Home / SEO Office Hours / Crawl Budget / Page 2

Crawl Budget

A crawl budget is allocated to every site and determines how many pages and resources can be crawled by search engines. Our SEO Office Hours Notes below cover recommendations for the optimization of crawl budget, and provide insights from Google about how crawl budget is controlled.

For more on this topic, see our Guide to Crawl Budget.

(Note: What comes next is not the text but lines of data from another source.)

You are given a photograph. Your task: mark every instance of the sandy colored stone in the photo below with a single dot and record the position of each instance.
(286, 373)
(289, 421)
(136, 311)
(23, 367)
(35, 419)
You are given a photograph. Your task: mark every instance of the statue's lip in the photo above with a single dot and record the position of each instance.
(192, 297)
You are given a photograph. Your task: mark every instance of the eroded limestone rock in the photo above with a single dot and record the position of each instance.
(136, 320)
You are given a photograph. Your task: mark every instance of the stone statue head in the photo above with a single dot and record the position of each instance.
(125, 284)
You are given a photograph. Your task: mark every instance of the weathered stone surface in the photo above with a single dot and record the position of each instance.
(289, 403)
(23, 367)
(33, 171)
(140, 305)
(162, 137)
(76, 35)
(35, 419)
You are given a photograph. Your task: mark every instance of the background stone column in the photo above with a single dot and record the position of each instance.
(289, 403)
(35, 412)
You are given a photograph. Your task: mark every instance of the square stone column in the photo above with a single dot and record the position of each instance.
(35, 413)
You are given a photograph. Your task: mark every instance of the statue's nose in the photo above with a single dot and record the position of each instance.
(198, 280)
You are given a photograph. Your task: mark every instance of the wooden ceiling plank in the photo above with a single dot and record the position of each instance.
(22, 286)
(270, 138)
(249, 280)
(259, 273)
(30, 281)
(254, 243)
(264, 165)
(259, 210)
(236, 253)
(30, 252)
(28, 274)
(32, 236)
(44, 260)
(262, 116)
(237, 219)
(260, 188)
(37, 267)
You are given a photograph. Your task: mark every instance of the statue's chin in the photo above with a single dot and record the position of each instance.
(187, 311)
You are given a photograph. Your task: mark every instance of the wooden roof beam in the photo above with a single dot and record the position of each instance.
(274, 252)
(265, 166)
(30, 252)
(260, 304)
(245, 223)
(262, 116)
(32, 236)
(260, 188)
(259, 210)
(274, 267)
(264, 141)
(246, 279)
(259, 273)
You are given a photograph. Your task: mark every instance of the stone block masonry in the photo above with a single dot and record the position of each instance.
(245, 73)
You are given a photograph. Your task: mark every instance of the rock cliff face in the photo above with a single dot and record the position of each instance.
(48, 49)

Use Log Files to Identify Crawl Budget Wastage & Issues With URL Structure

When auditing eCommerce sites, John recommends first looking at what URLs are crawled by Googlebot. Then identify crawl budget wastage and perhaps change the site’s URL structure to stop Googlebot crawling unwanted URLs with parameters, filters etc.

13 Jul 2018

Small to Medium-Sized Sites Don’t Have to Worry About Crawl Budget

Sites with ‘a couple hundred thousand pages’ or fewer don’t need to worry about crawl budget, Google will be able to crawl them just fine.

6 Apr 2018

4xx Errors Don’t Mean Your Crawl Budget is Being Wasted

Seeing Googlebot crawling old 404/410 pages doesn’t mean your crawl budget is being wasted. Google will revisit these when there is nothing else on the site to be crawled, which is a sign of capacity to crawl more.

20 Feb 2018

Google AdsBot Crawling Doesn’t Impact Crawl Budget For Organic Search

If Google AdsBot is crawling millions of ad pages then this won’t eat into your crawl budget for organic search. John recommends checking for tagged URLs in any ad campaigns to reduce ad crawling.

9 Jan 2018

A Noindex Reduces Crawl Rate

A page with a noindex tag will be crawled less frequently.

6 Oct 2017

URL Duplication Issue on Larger Sites as Google More Likely to Miss New Content

URL duplication is more of an issue on larger sites, as opposed to small or medium sites. This is because Google is less likely to be able to crawl the whole site and new content is more likely to be missed if there is a lot of duplication.

25 Aug 2017

Adding Noindex To Pages Further Down In Paginated Series Is Fine

It is ok to noindex further down in a paginated series. This can be noindexing all pages after the first couple or first hundred, it is up to the webmaster. However, crawl budget will not be impacted as Googlebot still crawls these noindex pages.

11 Aug 2017

Use Nofollow to Stop Googlebot Crawling Too Far

Google recommends using internal nofollow links to stop Googlebot crawling too far in one direction e.g. endless calendar links, faceted navigation and pagination.

7 Jul 2017

Google Establishes URL Patterns on Larger Sites to Focus Crawling

Google tries to establish URL patterns to focus on crawling important pages and choose which ones to ignore when crawling larger sites. This is done on a per-site basis and they don’t have platform-specific rules because they can be customised with different behaviour.

30 May 2017

Redirect Chains Impact Usability and Crawling Efficiency

Google won’t penalise websites for having redirect chains but they can become a usability issue, particularly if they move between hostnames which can take longer. Google only crawls 5 redirects at a time, and will continue crawling a chain later on, but this many redirects should be avoided for any important URLs.